A notification stays Pending when the dispatch loop is not running or is failing silently. Check for "Dispatch sweep failed" at Error level in the central node logs. The most common cause is a missing or misconfigured SmtpConfiguration row, which the adapter surfaces as a PermanentFailure and parks the notification immediately. A Warning log line naming SmtpConfiguration.MaxRetries or SmtpConfiguration.RetryDelay being non-positive indicates the retry policy was clamped — correct the SMTP configuration row.

Notifications parked with "no delivery adapter for type"

The actor parks a notification immediately and logs this message when NotificationType has a value for which no INotificationDeliveryAdapter is registered. Currently only Email has an adapter; future channel types must be registered in AddNotificationOutbox before notifications of that type are submitted.

Dispatch loop wedged (guard stuck true)

The boolean _dispatching guard is cleared by DispatchComplete, which is piped even on a faulted sweep. If the actor itself stops and restarts, PreStart reinitialises the timers and the guard resets. A wedged guard without a restart indicates the PipeTo callback is never completing — examine logs around "Dispatch sweep faulted unexpectedly".
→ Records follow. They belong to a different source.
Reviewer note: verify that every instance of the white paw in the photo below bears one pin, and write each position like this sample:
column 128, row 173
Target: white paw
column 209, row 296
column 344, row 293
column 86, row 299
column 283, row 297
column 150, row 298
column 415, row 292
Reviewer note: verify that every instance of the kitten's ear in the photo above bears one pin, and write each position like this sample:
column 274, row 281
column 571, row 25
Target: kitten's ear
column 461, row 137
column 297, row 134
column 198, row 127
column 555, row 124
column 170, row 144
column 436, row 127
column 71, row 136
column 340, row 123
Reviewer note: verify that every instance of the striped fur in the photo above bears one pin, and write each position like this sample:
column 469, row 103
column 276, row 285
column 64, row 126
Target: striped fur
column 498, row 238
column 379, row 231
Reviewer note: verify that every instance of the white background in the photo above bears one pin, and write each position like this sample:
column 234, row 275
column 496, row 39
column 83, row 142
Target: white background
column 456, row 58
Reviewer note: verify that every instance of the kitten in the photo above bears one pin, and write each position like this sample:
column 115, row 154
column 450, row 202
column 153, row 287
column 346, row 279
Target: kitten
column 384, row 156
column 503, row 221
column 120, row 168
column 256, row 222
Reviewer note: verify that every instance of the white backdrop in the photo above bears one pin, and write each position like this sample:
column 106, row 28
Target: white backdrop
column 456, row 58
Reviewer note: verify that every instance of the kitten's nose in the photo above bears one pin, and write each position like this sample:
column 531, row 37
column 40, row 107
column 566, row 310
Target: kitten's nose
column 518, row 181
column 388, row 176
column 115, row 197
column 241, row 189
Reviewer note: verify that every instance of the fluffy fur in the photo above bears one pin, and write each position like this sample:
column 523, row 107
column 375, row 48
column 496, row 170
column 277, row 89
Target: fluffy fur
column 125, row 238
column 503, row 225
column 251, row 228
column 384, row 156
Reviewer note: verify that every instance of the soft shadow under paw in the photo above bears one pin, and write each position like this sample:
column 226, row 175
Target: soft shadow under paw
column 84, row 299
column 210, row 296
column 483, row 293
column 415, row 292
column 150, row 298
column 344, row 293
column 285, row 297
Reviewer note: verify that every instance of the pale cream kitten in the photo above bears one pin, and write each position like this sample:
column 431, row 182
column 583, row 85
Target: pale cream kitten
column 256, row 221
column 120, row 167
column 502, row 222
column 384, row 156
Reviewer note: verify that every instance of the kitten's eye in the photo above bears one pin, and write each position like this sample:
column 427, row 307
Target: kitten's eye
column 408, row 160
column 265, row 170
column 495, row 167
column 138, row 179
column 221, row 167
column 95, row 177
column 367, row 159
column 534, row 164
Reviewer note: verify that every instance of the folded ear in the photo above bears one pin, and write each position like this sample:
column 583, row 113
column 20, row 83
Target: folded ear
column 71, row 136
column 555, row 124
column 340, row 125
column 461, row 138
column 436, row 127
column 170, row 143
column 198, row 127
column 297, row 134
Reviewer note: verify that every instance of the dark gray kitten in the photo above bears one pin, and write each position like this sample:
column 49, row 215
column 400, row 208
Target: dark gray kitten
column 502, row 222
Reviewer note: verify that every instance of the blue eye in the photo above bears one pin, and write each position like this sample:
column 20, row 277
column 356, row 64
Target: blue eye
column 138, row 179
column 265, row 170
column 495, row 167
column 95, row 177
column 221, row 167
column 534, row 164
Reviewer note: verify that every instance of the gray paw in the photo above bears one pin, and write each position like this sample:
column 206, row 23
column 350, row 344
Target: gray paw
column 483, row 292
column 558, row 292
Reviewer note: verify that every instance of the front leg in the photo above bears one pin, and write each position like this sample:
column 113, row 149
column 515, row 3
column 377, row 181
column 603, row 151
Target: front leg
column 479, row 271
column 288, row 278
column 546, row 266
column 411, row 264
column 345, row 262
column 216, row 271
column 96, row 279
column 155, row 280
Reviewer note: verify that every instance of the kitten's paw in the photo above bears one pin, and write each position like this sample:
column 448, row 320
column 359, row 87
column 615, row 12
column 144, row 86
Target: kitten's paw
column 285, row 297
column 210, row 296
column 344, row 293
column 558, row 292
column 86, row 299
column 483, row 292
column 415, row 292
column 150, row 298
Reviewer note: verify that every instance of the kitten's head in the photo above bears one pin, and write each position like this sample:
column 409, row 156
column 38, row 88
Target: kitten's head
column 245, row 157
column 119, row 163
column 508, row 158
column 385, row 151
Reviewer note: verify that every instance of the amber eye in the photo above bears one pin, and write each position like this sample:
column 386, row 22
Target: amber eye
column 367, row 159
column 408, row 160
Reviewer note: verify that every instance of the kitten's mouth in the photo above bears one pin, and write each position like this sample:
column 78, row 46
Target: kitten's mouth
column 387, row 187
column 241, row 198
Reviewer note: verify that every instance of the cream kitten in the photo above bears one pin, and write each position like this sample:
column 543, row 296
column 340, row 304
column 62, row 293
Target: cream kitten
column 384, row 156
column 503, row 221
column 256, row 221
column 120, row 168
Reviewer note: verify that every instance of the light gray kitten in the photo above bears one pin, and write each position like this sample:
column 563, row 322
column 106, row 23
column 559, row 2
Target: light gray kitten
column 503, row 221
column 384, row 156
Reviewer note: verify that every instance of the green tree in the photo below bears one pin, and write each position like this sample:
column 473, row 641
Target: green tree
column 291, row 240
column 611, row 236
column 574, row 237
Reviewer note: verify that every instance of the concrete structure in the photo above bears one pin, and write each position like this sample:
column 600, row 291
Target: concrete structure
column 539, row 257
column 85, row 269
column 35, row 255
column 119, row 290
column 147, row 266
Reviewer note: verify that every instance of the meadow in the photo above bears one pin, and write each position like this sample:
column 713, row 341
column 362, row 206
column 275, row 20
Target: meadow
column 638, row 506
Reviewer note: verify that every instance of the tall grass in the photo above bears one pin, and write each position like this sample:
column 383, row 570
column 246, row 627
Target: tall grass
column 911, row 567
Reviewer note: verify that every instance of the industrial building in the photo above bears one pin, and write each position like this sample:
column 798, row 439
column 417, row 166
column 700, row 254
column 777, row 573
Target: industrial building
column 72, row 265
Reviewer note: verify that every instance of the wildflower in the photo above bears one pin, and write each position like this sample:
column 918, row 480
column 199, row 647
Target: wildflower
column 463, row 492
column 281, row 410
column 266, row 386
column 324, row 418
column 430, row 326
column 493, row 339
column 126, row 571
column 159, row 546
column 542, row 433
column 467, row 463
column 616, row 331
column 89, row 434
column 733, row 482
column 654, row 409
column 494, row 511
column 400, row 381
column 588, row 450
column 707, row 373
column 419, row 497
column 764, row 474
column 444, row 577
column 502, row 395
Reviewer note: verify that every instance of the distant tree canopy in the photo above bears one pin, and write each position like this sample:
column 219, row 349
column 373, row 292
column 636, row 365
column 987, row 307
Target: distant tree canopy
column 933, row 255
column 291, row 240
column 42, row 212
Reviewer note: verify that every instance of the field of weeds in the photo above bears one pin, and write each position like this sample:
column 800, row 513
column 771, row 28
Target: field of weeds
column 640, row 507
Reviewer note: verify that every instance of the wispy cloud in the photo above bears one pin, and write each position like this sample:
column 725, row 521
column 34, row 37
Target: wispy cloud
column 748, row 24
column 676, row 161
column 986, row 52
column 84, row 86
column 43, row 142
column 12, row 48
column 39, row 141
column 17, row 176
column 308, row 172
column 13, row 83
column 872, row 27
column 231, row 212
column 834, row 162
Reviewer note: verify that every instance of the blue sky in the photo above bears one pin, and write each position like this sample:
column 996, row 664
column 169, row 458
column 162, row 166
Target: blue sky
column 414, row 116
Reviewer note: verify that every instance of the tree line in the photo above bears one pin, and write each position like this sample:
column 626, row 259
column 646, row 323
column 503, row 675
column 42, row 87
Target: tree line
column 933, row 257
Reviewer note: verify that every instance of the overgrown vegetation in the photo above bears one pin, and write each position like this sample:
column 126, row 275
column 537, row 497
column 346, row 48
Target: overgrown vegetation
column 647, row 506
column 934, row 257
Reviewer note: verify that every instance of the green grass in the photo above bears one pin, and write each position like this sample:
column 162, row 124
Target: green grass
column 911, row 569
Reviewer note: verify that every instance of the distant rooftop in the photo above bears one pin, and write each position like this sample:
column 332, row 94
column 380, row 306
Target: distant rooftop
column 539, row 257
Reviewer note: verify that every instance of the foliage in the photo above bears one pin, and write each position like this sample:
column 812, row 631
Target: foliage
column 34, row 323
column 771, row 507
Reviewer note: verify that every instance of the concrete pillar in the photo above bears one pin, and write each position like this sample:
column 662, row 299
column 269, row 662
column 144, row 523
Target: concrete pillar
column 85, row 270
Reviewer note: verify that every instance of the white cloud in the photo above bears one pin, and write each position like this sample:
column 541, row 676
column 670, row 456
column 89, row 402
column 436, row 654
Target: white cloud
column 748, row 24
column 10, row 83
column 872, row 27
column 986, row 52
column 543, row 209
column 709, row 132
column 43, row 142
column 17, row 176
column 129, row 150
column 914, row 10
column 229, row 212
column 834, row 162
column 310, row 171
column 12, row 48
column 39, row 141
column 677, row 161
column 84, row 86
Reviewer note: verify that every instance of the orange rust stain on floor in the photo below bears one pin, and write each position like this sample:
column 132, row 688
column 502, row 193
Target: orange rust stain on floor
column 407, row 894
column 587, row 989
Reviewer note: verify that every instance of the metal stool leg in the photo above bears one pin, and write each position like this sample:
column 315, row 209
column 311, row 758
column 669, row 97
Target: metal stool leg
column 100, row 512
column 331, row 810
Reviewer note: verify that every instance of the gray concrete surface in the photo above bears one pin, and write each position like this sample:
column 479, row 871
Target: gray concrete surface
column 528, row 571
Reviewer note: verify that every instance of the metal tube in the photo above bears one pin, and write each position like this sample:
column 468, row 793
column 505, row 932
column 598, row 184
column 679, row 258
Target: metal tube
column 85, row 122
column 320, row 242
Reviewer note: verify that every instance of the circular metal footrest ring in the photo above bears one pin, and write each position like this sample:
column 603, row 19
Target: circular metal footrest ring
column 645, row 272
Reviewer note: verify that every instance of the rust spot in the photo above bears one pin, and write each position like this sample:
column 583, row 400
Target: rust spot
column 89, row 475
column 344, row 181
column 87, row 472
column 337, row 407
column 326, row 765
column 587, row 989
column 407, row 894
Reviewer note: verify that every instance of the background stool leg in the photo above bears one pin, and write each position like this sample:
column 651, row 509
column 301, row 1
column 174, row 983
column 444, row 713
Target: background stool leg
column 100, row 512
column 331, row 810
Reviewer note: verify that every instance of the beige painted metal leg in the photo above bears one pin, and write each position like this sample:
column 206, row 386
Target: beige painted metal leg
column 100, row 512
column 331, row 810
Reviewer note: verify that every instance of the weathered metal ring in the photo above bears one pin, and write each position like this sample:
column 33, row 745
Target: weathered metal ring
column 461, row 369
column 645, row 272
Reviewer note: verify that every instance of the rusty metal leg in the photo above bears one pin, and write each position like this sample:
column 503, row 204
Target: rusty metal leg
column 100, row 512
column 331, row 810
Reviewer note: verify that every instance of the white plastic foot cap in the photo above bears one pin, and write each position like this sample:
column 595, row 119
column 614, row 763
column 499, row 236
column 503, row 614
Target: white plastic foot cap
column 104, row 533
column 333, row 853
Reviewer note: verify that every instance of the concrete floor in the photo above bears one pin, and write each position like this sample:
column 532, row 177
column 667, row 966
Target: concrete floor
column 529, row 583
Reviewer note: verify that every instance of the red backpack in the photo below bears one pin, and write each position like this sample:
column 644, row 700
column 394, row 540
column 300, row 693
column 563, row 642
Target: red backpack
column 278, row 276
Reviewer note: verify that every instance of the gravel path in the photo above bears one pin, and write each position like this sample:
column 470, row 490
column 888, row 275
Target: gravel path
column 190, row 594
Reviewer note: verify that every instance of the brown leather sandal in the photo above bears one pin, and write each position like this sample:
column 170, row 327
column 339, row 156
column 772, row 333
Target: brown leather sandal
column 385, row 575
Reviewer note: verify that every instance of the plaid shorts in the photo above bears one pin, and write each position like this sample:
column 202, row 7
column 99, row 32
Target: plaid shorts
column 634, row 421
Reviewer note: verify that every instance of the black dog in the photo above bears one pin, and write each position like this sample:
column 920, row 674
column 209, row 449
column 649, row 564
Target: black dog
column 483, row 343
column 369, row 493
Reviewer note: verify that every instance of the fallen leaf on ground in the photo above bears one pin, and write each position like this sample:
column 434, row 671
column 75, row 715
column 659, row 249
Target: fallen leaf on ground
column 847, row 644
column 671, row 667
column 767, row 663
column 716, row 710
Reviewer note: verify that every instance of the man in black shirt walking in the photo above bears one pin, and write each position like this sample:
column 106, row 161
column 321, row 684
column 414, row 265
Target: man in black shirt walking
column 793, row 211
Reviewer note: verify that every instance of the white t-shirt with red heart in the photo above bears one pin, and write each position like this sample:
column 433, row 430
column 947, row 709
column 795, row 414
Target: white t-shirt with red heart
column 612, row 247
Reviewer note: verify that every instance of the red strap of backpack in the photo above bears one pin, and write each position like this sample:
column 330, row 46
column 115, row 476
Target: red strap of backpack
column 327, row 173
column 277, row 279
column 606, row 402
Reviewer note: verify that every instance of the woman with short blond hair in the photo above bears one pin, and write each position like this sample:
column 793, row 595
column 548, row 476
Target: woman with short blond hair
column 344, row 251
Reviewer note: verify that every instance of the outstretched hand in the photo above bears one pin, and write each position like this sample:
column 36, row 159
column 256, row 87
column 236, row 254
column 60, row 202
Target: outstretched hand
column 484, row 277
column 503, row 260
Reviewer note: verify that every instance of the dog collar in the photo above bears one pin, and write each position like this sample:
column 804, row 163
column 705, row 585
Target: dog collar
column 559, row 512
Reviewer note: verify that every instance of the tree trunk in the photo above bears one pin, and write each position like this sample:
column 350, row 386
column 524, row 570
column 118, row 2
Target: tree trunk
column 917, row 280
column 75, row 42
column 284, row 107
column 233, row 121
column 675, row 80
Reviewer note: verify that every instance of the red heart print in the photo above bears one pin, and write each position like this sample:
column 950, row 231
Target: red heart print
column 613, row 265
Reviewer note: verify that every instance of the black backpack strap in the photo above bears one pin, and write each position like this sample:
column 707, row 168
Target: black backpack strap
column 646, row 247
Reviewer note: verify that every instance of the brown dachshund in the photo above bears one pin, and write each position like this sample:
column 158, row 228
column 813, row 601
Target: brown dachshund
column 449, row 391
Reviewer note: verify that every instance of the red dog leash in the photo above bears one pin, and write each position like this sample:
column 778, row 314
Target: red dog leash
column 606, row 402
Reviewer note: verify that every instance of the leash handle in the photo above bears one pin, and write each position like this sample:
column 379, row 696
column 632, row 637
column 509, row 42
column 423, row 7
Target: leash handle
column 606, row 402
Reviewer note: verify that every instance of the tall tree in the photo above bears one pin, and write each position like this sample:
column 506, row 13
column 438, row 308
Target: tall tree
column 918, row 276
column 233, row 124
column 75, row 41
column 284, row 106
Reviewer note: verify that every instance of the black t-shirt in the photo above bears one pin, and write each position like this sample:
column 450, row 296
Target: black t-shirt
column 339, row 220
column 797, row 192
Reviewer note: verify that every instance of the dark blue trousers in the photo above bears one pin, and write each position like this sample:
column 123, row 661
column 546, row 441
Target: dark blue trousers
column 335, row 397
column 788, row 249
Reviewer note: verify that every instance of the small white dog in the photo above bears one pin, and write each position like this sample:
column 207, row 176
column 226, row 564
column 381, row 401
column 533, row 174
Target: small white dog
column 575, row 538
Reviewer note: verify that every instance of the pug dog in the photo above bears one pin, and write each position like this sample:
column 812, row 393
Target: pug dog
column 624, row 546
SMTP credentials appearing in logs

EmailNotificationDeliveryAdapter runs CredentialRedactor.Scrub on all exception messages before logging. If credential strings appear in logs the SMTP exception message is not being routed through the catch filters in DeliverAsync — ensure the exception type is reachable by one of the three catch blocks and not escaping before scrubbing.

Failover mid-delivery

A central failover while a delivery attempt is in flight leaves the row in its pre-attempt status (Pending or Retrying). The new active node picks it up on the next dispatch tick. One notification may be re-sent to SMTP as a result — this is an accepted trade-off, consistent with the at-least-once guarantee the S&F Engine already provides.